Tuesday, November 16, 2010

Day 88: The Branches

Photo of the Day: Behind the Scaffolds

It's a sure sign the holidays are upon New York City when the Christmas tree in Rockefeller Center goes up. The 74-foot Norway spruce actually was erected last Friday, but I hadn't the opportunity to stop by and take a look until today. For now, the icon remains hidden behind scaffolding, where it is getting prepped for the grand lighting ceremony on Nov. 30. I learned that the magnificent tree, which this year hails form Mahopac, NY, undergoes some cosmetic enhancement before its unveiling. Today a crew was sorting and hoisting spare branches up and down the scaffolding, where folks nailed and wired them into place. Apparently every year, they use this method to fill in bare spots and give the Christmas tree its perfectly conical shape.

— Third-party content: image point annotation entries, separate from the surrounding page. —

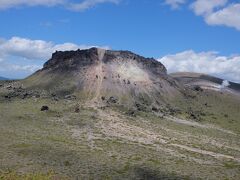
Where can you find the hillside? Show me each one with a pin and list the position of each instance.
(3, 78)
(103, 114)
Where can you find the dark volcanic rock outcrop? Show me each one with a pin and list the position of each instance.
(94, 73)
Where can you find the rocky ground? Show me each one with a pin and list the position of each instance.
(43, 135)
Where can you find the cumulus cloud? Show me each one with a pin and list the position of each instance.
(204, 7)
(6, 4)
(89, 4)
(69, 4)
(175, 3)
(35, 49)
(34, 52)
(204, 62)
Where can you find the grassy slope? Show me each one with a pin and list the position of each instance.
(109, 144)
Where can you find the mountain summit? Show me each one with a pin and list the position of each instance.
(98, 74)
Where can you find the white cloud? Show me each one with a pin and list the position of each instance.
(35, 49)
(86, 4)
(175, 3)
(6, 4)
(204, 7)
(69, 4)
(16, 52)
(204, 62)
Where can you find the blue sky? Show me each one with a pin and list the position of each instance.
(165, 30)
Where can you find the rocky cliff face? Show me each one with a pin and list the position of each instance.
(101, 75)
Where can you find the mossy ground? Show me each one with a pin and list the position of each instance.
(109, 144)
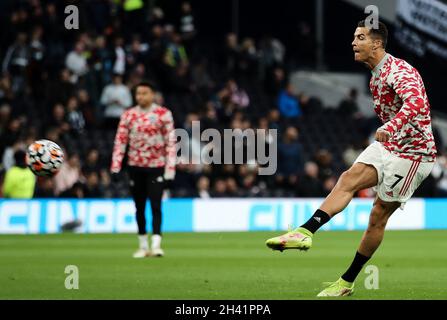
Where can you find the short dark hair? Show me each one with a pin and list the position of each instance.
(380, 33)
(147, 83)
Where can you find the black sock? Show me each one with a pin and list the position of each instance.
(355, 268)
(316, 221)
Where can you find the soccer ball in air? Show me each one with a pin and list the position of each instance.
(44, 158)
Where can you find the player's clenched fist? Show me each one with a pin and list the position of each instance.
(382, 135)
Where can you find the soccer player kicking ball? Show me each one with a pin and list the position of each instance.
(398, 161)
(146, 131)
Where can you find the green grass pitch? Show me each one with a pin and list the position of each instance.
(412, 265)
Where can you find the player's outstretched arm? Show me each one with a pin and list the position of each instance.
(406, 84)
(120, 144)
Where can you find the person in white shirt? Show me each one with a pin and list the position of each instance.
(76, 62)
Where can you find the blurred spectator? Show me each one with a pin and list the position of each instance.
(203, 188)
(219, 189)
(19, 180)
(92, 188)
(119, 61)
(288, 103)
(272, 53)
(45, 188)
(77, 191)
(234, 94)
(76, 61)
(230, 54)
(16, 61)
(92, 163)
(308, 184)
(247, 63)
(5, 116)
(75, 118)
(136, 53)
(116, 97)
(59, 119)
(69, 174)
(59, 90)
(324, 160)
(232, 188)
(187, 26)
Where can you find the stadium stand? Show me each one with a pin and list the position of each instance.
(52, 81)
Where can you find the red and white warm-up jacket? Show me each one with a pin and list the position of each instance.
(401, 103)
(150, 137)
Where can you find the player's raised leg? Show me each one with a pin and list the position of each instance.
(139, 193)
(371, 240)
(359, 176)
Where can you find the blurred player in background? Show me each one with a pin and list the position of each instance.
(146, 133)
(398, 161)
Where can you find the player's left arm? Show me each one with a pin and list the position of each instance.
(405, 83)
(170, 140)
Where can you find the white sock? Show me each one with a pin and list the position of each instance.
(143, 242)
(155, 241)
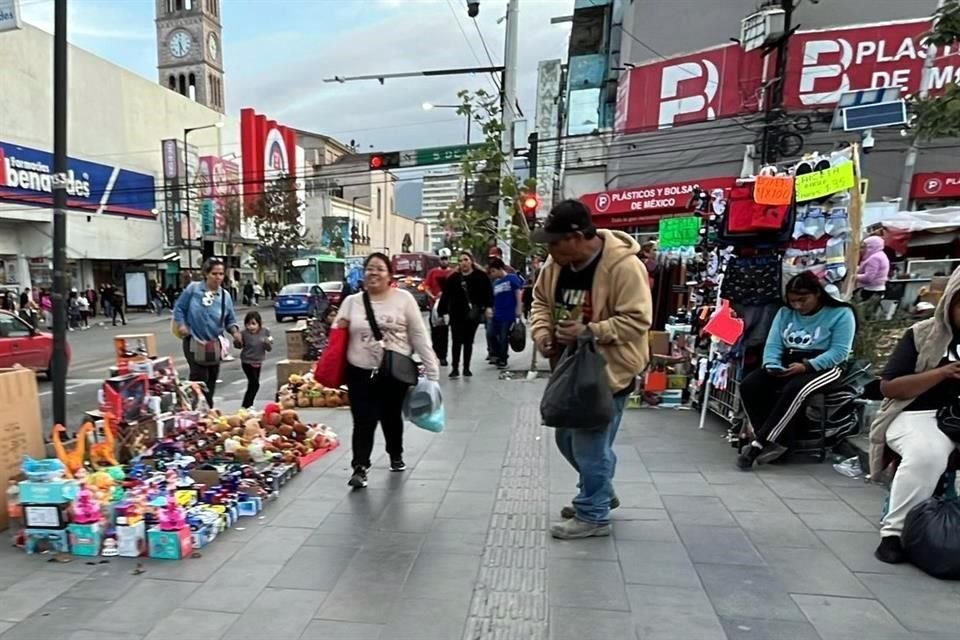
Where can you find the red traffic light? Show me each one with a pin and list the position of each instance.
(529, 203)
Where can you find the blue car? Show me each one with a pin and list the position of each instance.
(300, 301)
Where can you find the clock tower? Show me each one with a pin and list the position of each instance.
(190, 51)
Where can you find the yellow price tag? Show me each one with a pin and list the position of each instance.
(824, 183)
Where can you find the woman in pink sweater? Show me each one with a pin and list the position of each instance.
(874, 269)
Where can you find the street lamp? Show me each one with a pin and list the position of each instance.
(186, 172)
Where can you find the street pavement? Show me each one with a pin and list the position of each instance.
(457, 548)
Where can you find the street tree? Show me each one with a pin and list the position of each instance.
(276, 218)
(939, 116)
(471, 223)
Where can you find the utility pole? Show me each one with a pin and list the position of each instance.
(508, 104)
(910, 160)
(59, 365)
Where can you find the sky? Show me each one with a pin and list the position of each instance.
(277, 53)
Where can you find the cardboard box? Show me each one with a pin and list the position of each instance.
(287, 368)
(296, 344)
(21, 433)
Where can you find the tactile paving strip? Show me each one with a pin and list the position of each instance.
(510, 599)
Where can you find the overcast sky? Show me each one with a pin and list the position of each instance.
(277, 53)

Then they will adorn it with 30,000 lights and top it with a glittering Swarovski crystal star. I'm still debating whether I should attend the tree-lighting; it is right next to my office, but I may also want to avoid the certain crowds.

Despite a heavy workload, today was a surprisingly short day because I excused myself from the office early and returned to Culture Espresso Bar with my laptop to complete the day's tasks. Though I was being productive, it felt much more relaxing and less stressful doing my job from the comfort of a swanky little cafe. However, I was still exhausted and wound up working pretty late, so I decided to skip my usual Tuesday night fellowship group for some much needed rest at home.

Contractors at work at the Christmas tree at Rockefeller Center.
Crews sort through extra branches to find the perfect length and size.
Crews use pulleys to hoist extra "filler" branches up the Rockefeller Center Christmas tree.
The Christmas tree remains hidden by scaffolding and awaits its grand unveiling in two weeks.


  1. Cool "behind the scenes" shots!

    I'm learning alot about NYC in your blog. If you ever move back to Houston, you should make one for Houston. I'm sure there's alot to still learn about our town too.

  2. I'm sure there is, but living in the suburbs, I don't get as much exposure to real Houston life. Unlike New York, Houston is not very compact, and it's difficult to just walk and stumble upon something cool. Also, not as many iconic sights.